Началась всесоюзная травля Дудинцева. Травили на самом высоком уровне. В Саратове сам первый секретарь обкома, когда ему писали речь, позвонил в местное отделение СП и попросил «пример местного Дудинцева». Долго не раздумывая, братья писатели дали мое имя и название одного из напечатанных моих рассказов «Коммунист Нестеров».
Москвичи постарше помнят, какая дикая это была травля.
В провинции не отставали. Всюду висели плакаты, не жалели по пять-десять метров полотнищ. «Дудинцев и Мухина-Петринская». Однажды я покупала в киоске «Комсомольскую правду», когда подошел какой-то молодой человек и опросил: нет ли сочинений Мухиной-Петринской?
— Нет.
— Эх, жаль, что нет.
— Так писателя такого даже нет, — возмутилась киоскерша. — Спрашивала и на складе, и в книготорге, нет, говорят, такого писателя на свете.
— Да как же нет, — возмутился парень, — когда я сам слышал, как ее ругал первый секретарь обкома. Приезжал к нам на завод специально ругать Дудинцева и Мухину-Петринскую. А Дудинцев же очень хороший писатель. Я до утра читал его «Не хлебом единым» — потрясающая книга.
— Значит, хорошая писательница? — переспросила я его, усмехаясь.
— Конечно! Ее же ругают по заводам, и по учреждениям, и в университет приезжал секретарь обкома. Вот как заело. Эх, где бы найти ее книги.

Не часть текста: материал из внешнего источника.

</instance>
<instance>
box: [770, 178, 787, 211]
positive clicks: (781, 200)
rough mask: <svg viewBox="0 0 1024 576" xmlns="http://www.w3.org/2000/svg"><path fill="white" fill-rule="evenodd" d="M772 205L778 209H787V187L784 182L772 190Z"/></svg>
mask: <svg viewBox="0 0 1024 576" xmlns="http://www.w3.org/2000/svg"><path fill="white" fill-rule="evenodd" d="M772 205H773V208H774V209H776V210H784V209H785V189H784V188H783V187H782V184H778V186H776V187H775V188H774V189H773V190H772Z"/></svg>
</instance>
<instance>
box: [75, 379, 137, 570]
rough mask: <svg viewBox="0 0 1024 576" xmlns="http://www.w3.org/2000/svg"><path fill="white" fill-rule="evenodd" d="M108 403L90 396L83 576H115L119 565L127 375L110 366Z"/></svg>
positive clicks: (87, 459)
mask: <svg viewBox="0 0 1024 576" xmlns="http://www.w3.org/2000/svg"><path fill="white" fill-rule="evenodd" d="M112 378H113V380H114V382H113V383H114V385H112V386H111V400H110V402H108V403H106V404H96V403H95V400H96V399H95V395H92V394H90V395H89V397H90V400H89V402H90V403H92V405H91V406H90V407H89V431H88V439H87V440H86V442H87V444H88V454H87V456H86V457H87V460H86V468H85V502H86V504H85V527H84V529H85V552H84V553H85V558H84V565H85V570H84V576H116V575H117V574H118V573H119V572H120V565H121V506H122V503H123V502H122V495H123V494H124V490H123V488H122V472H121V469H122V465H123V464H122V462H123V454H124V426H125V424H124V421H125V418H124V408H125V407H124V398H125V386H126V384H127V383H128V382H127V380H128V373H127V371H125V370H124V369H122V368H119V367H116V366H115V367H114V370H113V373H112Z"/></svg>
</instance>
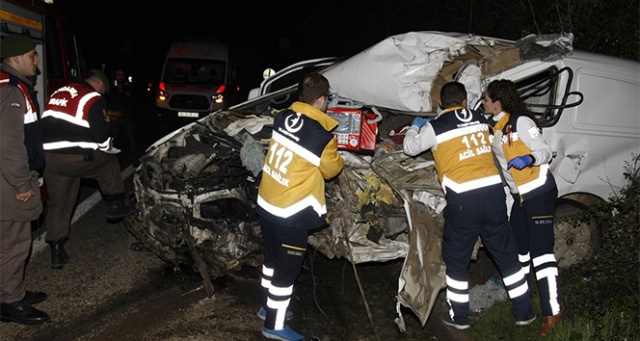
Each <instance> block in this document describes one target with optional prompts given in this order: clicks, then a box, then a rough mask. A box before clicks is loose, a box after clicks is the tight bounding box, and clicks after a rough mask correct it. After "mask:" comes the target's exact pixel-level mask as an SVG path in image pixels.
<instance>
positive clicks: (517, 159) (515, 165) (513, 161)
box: [507, 155, 533, 169]
mask: <svg viewBox="0 0 640 341" xmlns="http://www.w3.org/2000/svg"><path fill="white" fill-rule="evenodd" d="M531 164H533V160H532V159H531V156H529V155H522V156H516V157H514V158H513V159H511V160H510V161H509V163H507V169H510V168H511V167H516V169H523V168H525V167H529V166H531Z"/></svg>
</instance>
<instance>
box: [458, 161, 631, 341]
mask: <svg viewBox="0 0 640 341" xmlns="http://www.w3.org/2000/svg"><path fill="white" fill-rule="evenodd" d="M639 166H640V156H639V155H633V156H632V161H631V162H630V163H627V165H626V167H625V169H626V171H625V173H624V175H625V177H626V178H627V179H628V180H629V183H628V185H627V186H626V187H625V188H623V189H622V190H621V191H620V193H616V195H614V196H613V197H612V198H610V199H609V200H608V201H607V202H601V203H598V204H596V205H592V206H591V207H589V209H588V210H587V212H583V213H581V214H580V215H578V216H576V217H573V219H593V218H595V219H597V221H598V222H599V225H600V226H601V227H603V228H605V229H606V231H605V233H603V238H602V245H601V248H600V250H599V251H598V253H597V254H596V255H595V257H594V258H593V259H592V260H591V261H589V262H586V263H585V264H581V265H578V266H575V267H572V268H569V269H565V270H561V271H560V290H561V294H562V306H563V309H564V310H565V311H564V314H563V317H562V319H561V320H560V322H559V323H558V326H557V327H556V328H555V329H553V330H552V331H551V332H550V333H549V334H547V336H545V337H541V336H539V335H538V332H539V331H540V329H541V328H542V318H541V317H540V316H541V315H540V308H539V307H540V304H539V303H540V301H539V297H538V295H537V292H536V288H535V287H532V288H531V289H532V303H533V306H534V310H535V311H536V314H537V315H538V319H536V321H534V322H533V323H532V324H531V325H530V326H516V325H515V320H514V317H513V314H512V313H511V303H510V301H506V302H501V303H499V304H496V305H495V306H493V307H492V308H490V309H488V310H486V311H484V312H481V313H479V314H473V315H471V325H472V328H471V329H469V331H468V332H469V334H470V335H471V336H472V337H473V339H474V340H483V341H484V340H487V341H490V340H518V341H520V340H523V341H526V340H543V339H544V340H561V341H569V340H571V341H579V340H585V341H586V340H589V341H591V340H603V341H618V340H621V341H622V340H624V341H640V244H639V242H638V241H639V239H640V167H639ZM530 283H531V282H530Z"/></svg>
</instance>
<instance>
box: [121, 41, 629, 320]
mask: <svg viewBox="0 0 640 341" xmlns="http://www.w3.org/2000/svg"><path fill="white" fill-rule="evenodd" d="M571 43H572V41H571V36H562V35H558V36H542V37H536V36H532V37H527V38H524V39H522V40H520V41H517V42H512V41H504V40H496V39H491V38H486V37H478V36H468V35H461V34H450V33H440V32H409V33H406V34H401V35H396V36H392V37H389V38H387V39H385V40H383V41H381V42H380V43H378V44H376V45H375V46H372V47H371V48H369V49H366V50H364V51H362V52H361V53H359V54H357V55H355V56H352V57H351V58H348V59H344V60H336V61H335V62H334V63H330V66H328V67H327V68H324V69H322V68H321V69H320V70H321V71H320V72H322V73H323V74H324V75H325V76H326V77H327V78H328V79H329V81H330V83H331V85H332V91H334V92H335V94H336V96H335V97H336V100H335V101H333V102H332V103H331V107H330V109H329V111H328V113H329V114H331V115H335V117H336V118H337V119H338V120H339V122H341V125H340V127H339V129H337V130H336V131H335V132H334V133H335V136H336V139H337V140H338V144H339V145H340V146H341V147H342V151H341V153H342V155H343V156H344V157H345V168H344V170H343V172H342V173H341V174H340V175H339V176H338V177H337V178H336V179H333V180H332V181H330V182H328V183H327V208H328V215H329V218H330V221H331V223H330V226H329V227H328V228H326V229H324V230H322V231H320V232H317V233H315V234H313V235H312V236H310V238H309V244H310V245H312V246H313V247H314V248H315V249H317V250H318V251H319V252H320V253H322V254H324V255H325V256H327V257H329V258H345V259H348V260H349V261H351V262H352V263H354V264H357V263H363V262H384V261H389V260H394V259H402V260H403V267H402V269H401V271H400V274H399V278H398V295H397V304H396V310H397V313H398V318H397V319H396V320H395V322H396V323H397V325H398V327H399V329H400V330H402V331H404V330H405V324H404V317H403V315H402V309H401V307H403V306H404V307H408V308H409V309H411V311H412V312H414V313H415V314H416V315H417V316H418V318H419V320H420V321H421V322H422V324H423V325H424V324H425V323H426V322H427V319H428V317H429V315H430V312H431V309H432V307H433V305H434V303H435V300H436V298H437V296H438V293H439V292H440V291H441V290H442V289H443V288H444V286H445V284H444V263H443V262H442V259H441V255H440V251H441V245H440V241H441V237H442V226H443V217H442V209H443V208H444V205H445V204H446V203H445V201H444V198H443V194H442V190H441V187H440V184H439V183H438V180H437V176H436V172H435V168H434V165H433V161H432V159H431V157H430V154H429V153H424V154H422V155H420V156H419V157H415V158H411V157H408V156H406V155H404V153H403V152H402V138H403V132H404V130H403V128H404V127H406V126H407V125H408V124H410V123H411V121H412V119H413V118H414V117H415V116H416V115H421V116H429V115H433V116H435V114H436V110H437V108H436V103H437V100H435V99H436V98H437V95H438V93H439V87H440V86H441V85H442V84H444V83H445V82H447V81H450V80H454V79H455V80H458V81H461V82H463V83H464V84H466V85H467V88H468V89H469V103H471V104H473V106H474V107H477V108H479V109H482V108H481V107H480V98H481V97H482V92H483V88H484V86H485V85H486V84H488V82H490V81H491V80H493V79H496V78H509V79H512V80H513V81H515V82H516V83H517V84H518V86H519V88H520V89H521V92H522V94H523V96H524V97H525V98H526V99H527V103H529V105H530V107H531V109H532V110H533V111H534V112H535V113H536V115H537V116H538V118H539V120H540V122H541V124H542V125H543V126H544V128H543V133H544V134H545V138H546V139H547V140H548V141H549V143H550V144H551V145H552V147H553V149H554V152H555V158H554V160H553V161H552V164H551V166H552V169H553V171H554V173H555V175H556V179H557V181H558V187H559V191H560V193H559V195H560V199H561V200H559V202H558V204H559V206H558V217H562V216H564V215H565V214H567V212H570V211H574V210H576V209H580V208H581V207H583V206H582V205H588V204H589V203H590V202H592V201H593V200H605V199H607V198H608V197H609V196H610V195H612V194H613V193H615V192H616V191H617V190H618V189H619V188H621V187H622V186H624V185H625V179H624V177H623V169H624V165H625V161H628V160H631V154H632V153H634V152H637V151H638V150H639V148H638V147H639V146H640V127H639V123H640V120H639V116H638V115H639V113H640V104H639V102H638V94H639V93H640V85H639V82H640V68H639V64H638V63H637V62H631V61H626V60H620V59H614V58H611V57H605V56H600V55H592V54H587V53H582V52H579V51H573V49H572V46H571ZM319 61H320V62H322V63H326V62H327V60H326V59H320V60H319ZM300 65H302V64H300ZM300 65H299V66H300ZM309 67H310V68H311V69H315V68H314V67H312V66H309ZM294 69H295V70H299V69H301V68H300V67H296V68H294ZM276 75H278V74H277V73H276ZM280 76H282V75H280ZM277 79H278V80H282V79H287V77H277ZM298 80H299V77H296V79H291V84H290V85H287V84H280V85H279V86H262V87H261V88H260V89H268V90H261V91H263V92H262V93H259V96H258V97H255V98H252V99H250V100H248V101H246V102H244V103H242V104H239V105H236V106H233V107H231V108H229V109H228V110H219V111H216V112H214V113H212V114H211V115H209V116H207V117H204V118H201V119H199V120H198V121H196V122H193V123H191V124H189V125H187V126H185V127H183V128H181V129H179V130H177V131H175V132H173V133H171V134H169V135H167V136H166V137H164V138H162V139H161V140H159V141H157V142H156V143H154V144H153V145H152V146H151V147H149V149H148V150H147V151H146V153H145V154H144V155H143V156H142V158H141V165H140V166H139V167H138V168H137V170H136V171H135V173H134V179H133V181H134V190H135V193H134V194H135V198H134V199H135V202H136V206H137V208H138V212H139V213H137V214H136V215H135V216H133V217H129V218H127V219H125V224H126V226H127V228H128V230H129V231H130V232H131V233H132V234H133V235H134V236H136V238H138V239H139V240H140V241H141V242H142V243H143V244H144V245H145V246H146V247H147V248H149V249H150V250H152V251H153V252H154V253H155V254H156V255H158V256H159V257H160V258H162V259H164V260H166V261H167V262H170V263H174V264H179V263H183V264H188V265H190V266H193V267H194V268H195V269H197V270H198V271H199V272H200V274H201V275H202V277H203V280H204V284H205V288H206V289H207V293H208V294H209V295H213V287H212V285H211V279H212V278H216V277H219V276H224V275H225V273H227V272H229V271H232V270H234V269H237V268H239V267H242V266H259V265H260V264H261V260H262V250H261V243H262V242H261V236H260V226H259V220H258V218H257V215H256V213H255V199H256V194H257V188H258V181H259V179H260V177H259V173H260V170H261V168H262V162H263V159H264V155H265V154H266V148H267V147H268V140H269V137H270V135H271V123H272V121H273V118H274V116H275V115H277V114H278V112H279V111H280V110H282V109H284V108H286V107H288V106H289V105H290V104H291V103H292V102H293V101H295V100H296V85H297V81H298ZM265 82H269V79H267V80H265ZM263 85H264V84H263ZM556 228H557V232H558V233H557V234H556V235H557V240H556V253H557V255H558V259H559V265H560V266H561V267H563V266H565V267H566V266H570V265H572V264H575V263H577V262H581V261H584V260H586V259H588V258H589V257H590V256H591V255H592V254H593V252H594V251H595V249H596V248H597V242H598V238H597V237H598V232H597V226H596V225H595V224H594V223H593V222H582V223H569V222H562V219H558V224H557V226H556Z"/></svg>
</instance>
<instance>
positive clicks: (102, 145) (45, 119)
mask: <svg viewBox="0 0 640 341" xmlns="http://www.w3.org/2000/svg"><path fill="white" fill-rule="evenodd" d="M42 127H43V141H44V150H45V151H49V152H55V153H63V154H87V153H90V152H93V151H94V150H96V149H99V150H103V151H106V150H109V148H110V142H111V138H110V129H111V125H110V123H109V118H108V116H107V115H106V110H105V99H104V97H102V95H100V93H98V92H97V91H95V90H94V89H93V88H92V87H91V85H89V84H88V83H87V82H85V81H82V80H81V81H78V82H75V83H71V84H69V85H66V86H63V87H61V88H59V89H58V90H56V91H55V92H54V93H53V94H51V96H49V98H48V100H47V104H46V106H45V110H44V112H43V113H42Z"/></svg>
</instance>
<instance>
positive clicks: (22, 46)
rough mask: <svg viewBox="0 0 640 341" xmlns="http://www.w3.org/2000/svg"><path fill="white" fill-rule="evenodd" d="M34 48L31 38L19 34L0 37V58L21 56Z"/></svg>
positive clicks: (5, 57) (35, 44) (29, 37)
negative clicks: (20, 55) (1, 40)
mask: <svg viewBox="0 0 640 341" xmlns="http://www.w3.org/2000/svg"><path fill="white" fill-rule="evenodd" d="M35 48H36V43H34V42H33V39H31V37H27V36H25V35H21V34H12V35H8V36H6V37H2V41H0V57H2V58H7V57H15V56H20V55H23V54H25V53H27V52H29V51H31V50H33V49H35Z"/></svg>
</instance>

А книг не было. Ни одной. А годы шли. В 1957 году, — кажется, это было в апреле — в Саратове состоялось совещание писателей Поволжья. Съехалось гостей со всех городов Волги. А из Москвы прибыло пять крупнейших критиков — не помню ни одной фамилии, но помню, что четверо мужчин и одна женщина. Вот к женщине я и подошла, отозвала ее в сторонку и рассказала вкратце отношение ко мне в Саратове и попросила ее прочесть несколько моих рассказов.
— Вы понимаете, впервые в жизни я усомнилась в себе. Может, и вправду талант, пока я ходила по лагерям, угас? Но им я не верю, ни единому их слову. Вам поверю. Особенно если вы дадите прочесть еще кому-нибудь из ваших товарищей-критиков.
— Я вас поняла, прочтем все. Приходите…
Она сказала, когда приходить на совещание. Но здесь мужество изменило мне… А вдруг и они скажут то же самое.
Часов в пять я вышла из дома и медленно пошла по проспекту Кирова. По дороге к союзу писателей. Совещание как раз кончилось, и многие шли домой по этой улице.
Завидя меня, почти каждый подходил и говорил буквально одно и то же:
— Эх, что же вы не пришли! Получили бы огромное удовольствие, московские критики единогласно заявили, что ваши рассказы — лучшее, что они прочли у писателей Волги. Эффект был потрясающий.
Критики удивлялись, почему ни один из рассказов Мухиной-Петринской не напечатан.
Действительно, почему?
Из писателей открыто радовались Болдырев и Розанов, а исподтишка, но от всей души, директор издательства Борис Николаевич Быстров.